Exercise 1

a)

The class of exponential distributions is given by

\[ f(y) = \exp\left(\frac{y\theta - b(\theta)}{\phi} w + c(y, \phi, w)\right) \]

The binomial distribution is

\[ f(y) = \binom{n}{y} {\pi^y (1-\pi)^{n-y}} = \exp(y \log\pi + (n-y) \log(1-\pi) + \log\binom{n}{y} ) \]

\[ = \exp(y \log(\pi/(1-\pi)) + n\log(1-\pi) + \log\binom{n}{y}) \]

so we have that \(\theta = \log \left( \frac{\pi}{1-\pi}\right)\), \(b(\theta) = n\log(1+\exp(\theta))\), \(\phi = w = 1\) and \(c(y, \phi, w) = \log\binom{n}{y}\).

The canonical link means that we model the linear predictor \(\eta = x^T\beta\) through the link function \(g(\cdot)\) which is equal to \(\theta\). Thus \(\eta = \theta\) when we have canonical link. This simplifies (some of) the mathematics involved (e.g., the score and information matrices are easier to calculate).

The canonical link for the binomial distribution is \(g(\pi) = \theta = \log \left( \frac{\pi}{1-\pi}\right)\).

b)

This is a generalized linear model with binary response. No random terms involved yet! \(x_{2,i}\) is just equal for several \(j\)´s and we simplify the notation by removing \(j\).

AIC is defined as

\[AIC = -2 \log(L(\hat{\theta})) + 2p\]

where \(L\) is the likelihood evaluated with the estimates of the unknown parameters \(\theta\), and \(p\) is the number of parameters in the model, which means that increased complexity of the model is penalized (increased complexity does in this case mean more marameters), as we want a low AIC value.

We can use AIC to compare non-nested models where likelihood ratio and Wald tests are not applicable.

In our case we would choose the probit link function, which has the lowest AIC. Since we use the same number of parameters in each model, we do in this case compare likelihoods (\(p+1\) equal in all three models) and choose the model with the highest likelihood value.

c1)

This is a generalized linear mixed model (GLMM) with binary response. \(\gamma_{0i}\) is a random intercept.

c2)

That the model is fitted by maximum likelihood means that biased variance estimators occur (remember: ML creates unbiased coefficient estimators, REML gives unbiased variance estimators). With GLMMs we cannot (with a few exceptions) calculate the variances with formulas with optimization, we need to approximate the distributions (with Laplace) and REML is thus not necessary anyway.

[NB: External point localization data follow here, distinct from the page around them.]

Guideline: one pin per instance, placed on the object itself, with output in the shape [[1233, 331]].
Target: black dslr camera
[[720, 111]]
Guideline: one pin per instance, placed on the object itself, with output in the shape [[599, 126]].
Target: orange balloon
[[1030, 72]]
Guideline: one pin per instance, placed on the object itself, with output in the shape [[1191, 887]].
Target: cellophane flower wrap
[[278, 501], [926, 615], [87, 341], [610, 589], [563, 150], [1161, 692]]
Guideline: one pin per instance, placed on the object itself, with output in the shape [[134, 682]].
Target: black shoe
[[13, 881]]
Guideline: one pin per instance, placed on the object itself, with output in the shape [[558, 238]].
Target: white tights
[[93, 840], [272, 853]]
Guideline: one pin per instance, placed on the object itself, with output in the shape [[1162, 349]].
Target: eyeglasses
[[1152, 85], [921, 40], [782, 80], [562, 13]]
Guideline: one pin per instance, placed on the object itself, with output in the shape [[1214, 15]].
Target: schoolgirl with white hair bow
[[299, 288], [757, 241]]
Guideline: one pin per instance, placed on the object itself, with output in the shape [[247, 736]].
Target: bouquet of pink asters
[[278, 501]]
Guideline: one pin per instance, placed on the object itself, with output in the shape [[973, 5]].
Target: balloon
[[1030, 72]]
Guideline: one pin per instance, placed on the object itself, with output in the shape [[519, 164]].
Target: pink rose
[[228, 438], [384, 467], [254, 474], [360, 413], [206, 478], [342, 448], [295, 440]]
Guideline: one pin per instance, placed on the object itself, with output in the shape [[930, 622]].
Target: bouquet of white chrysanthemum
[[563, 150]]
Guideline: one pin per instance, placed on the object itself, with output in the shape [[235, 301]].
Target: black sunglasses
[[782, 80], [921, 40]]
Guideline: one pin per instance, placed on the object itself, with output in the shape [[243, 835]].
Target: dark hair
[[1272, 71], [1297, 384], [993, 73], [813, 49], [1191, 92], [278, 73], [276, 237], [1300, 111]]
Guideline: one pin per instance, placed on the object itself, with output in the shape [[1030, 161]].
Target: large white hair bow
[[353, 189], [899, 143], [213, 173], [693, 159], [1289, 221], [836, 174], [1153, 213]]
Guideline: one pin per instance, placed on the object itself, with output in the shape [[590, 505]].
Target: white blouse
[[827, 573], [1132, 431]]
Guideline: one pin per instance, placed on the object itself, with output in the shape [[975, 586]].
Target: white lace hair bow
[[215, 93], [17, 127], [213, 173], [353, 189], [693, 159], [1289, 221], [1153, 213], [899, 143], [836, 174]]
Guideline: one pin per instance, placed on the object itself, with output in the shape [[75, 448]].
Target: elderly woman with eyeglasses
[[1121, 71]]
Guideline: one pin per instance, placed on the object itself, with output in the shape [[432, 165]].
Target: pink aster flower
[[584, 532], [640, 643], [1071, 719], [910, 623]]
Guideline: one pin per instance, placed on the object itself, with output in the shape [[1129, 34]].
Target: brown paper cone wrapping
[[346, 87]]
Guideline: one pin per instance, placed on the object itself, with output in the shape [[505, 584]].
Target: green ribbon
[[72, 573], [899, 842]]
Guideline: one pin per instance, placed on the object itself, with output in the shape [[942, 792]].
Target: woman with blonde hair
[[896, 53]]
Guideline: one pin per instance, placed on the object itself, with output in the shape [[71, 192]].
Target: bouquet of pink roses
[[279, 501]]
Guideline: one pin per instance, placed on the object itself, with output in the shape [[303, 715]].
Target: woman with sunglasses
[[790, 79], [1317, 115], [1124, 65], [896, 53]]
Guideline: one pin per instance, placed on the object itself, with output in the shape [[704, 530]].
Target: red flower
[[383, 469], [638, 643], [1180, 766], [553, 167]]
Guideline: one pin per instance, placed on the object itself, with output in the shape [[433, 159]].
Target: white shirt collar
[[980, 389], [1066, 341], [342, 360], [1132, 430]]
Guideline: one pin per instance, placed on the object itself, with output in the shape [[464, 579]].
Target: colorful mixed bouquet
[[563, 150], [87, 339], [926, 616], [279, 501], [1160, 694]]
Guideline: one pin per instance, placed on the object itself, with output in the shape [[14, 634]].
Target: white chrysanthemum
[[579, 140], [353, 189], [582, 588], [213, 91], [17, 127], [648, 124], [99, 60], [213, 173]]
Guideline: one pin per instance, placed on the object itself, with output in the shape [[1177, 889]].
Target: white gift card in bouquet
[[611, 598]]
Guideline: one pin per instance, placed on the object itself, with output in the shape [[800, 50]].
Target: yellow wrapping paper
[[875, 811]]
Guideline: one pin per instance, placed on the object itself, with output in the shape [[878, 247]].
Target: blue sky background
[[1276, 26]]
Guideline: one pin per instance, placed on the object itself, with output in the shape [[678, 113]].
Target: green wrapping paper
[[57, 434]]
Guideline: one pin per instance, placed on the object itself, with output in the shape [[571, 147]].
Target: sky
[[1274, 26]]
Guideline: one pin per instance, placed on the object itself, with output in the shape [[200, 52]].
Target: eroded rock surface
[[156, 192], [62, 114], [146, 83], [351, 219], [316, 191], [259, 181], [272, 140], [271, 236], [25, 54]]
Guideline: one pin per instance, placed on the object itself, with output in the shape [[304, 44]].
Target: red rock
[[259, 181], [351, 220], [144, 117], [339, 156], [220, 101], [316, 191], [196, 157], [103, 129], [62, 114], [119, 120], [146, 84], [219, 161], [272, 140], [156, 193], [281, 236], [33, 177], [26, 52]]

Laplace approximation is used to get an approximation of the likelihood. In this case the likelihood is difficult to calculate due to the random effect, which leads to the likelihood being an integral. If we write the integrand as \(\exp(g_i(\pmb{\gamma}_i))\) and then to a second order Taylor expansion of \(g_i(\cdot)\), we will get the Laplace approximation. This will be much simpler to calculate and can be optimated to find estimates.

d)

We have that \(-2(-1486.45 - (-1245.6)) = 481.7\). The model with the random effect has one parameter more than the one without.

But we must take into account that \(\tau_0^2 = 0\) (which is \(H_0\)) is at the edge of the parameter space (variances are not negative, but can be very large). We use a mixture of \(\chi_0^2\) and \(\chi_1^2\)-distributions to calculate the \(p\)-value. This corresponds to calculating the p-value under \(\chi_1^2\) and then dividing by 2.

\(P(\chi_1^2 > 481.7) = 0\), and \(0/2 = 0\), so we reject the null-hypothesis.

e)

log(haulsize) has a mean/sd-value which in both models is less than 1.8, which indicates that haulsize is not important. But we do not use the whole dataset that Havforskingsinstituttet has, so then the conclusion might change.